Schon in der Vergangenheit gab es hier eine klare Besserstellung der Großräume Düsseldorf, Hamburg, Berlin, Stuttgart und München. Auch Wiesbaden und Mainz kommen noch gut weg. Schwach von der Demografie betroffen sind einzelne westliche Regionen wie die Eifel, schlimm wird es aber für den Nordosten: Teile von Brandenburg, Sachsen-Anhalt und vor allem Mecklenburg-Vorpommern dünnen aus. Und nach den jüngsten Vorhersagen noch stärker als bislang vermutet.

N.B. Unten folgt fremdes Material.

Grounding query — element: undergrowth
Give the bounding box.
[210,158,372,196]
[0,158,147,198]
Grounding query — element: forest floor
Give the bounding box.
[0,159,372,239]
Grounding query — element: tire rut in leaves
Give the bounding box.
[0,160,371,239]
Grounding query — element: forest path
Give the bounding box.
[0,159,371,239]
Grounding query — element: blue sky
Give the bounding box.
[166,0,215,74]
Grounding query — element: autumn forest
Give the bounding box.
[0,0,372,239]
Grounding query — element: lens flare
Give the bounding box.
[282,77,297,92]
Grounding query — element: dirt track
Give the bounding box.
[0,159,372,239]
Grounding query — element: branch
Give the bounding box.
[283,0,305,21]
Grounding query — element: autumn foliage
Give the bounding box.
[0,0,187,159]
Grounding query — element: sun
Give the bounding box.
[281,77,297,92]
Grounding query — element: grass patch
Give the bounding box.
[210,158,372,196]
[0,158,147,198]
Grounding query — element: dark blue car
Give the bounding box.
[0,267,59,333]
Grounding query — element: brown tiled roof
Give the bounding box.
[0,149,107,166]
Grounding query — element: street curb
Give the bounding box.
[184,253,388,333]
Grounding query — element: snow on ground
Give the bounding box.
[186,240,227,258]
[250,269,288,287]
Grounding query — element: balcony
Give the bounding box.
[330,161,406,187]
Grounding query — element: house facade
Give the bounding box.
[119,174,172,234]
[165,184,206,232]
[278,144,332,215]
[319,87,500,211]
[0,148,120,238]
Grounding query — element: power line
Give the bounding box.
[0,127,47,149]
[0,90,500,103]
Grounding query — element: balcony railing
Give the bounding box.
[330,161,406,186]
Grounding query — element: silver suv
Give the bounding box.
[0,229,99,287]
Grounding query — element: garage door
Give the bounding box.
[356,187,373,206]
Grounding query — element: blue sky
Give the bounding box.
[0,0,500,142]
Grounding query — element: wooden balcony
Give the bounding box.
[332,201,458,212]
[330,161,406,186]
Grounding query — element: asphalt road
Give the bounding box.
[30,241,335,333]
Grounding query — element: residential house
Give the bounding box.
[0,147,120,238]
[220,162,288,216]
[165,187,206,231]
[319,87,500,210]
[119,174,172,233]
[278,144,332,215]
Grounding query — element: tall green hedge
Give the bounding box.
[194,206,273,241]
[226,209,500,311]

Auf vielen Politikfeldern haben die einzelnen Ministerien dem federführenden Innenministerium eine Erfolgsliste ihrer Arbeit geschickt. Devise: Problem erkannt, Gegenmaßnahmen auf dem Weg. Von Spätstarterinitiativen für junge Menschen ohne Ausbildung über "KitaPlus"-Programme mit neuen Öffnungszeiten und Sprachangeboten bis hin zu Freistellungen für pflegende Angehörige.

Zwischen den Zeilen werden jedoch zahlreiche Defizite deutlich. So bei den "Arbeitskräfteengpässen", die schon in einzelnen Regionen und Branchen sichtbar würden. Und auch die Erkenntnis, wonach künftig pro Jahr 350.000 neue Wohnungen nötig sind, bricht sich an der Wirklichkeit: Diese Zahl ist von 2014 bis 2015 gerade einmal von 245.000 auf 248.000 gestiegen — und damit nach den Tiefstwerten in der Zeit davor weit unter Plan. Mit allen Konsequenzen für knappen Wohnraum und steigende Mieten.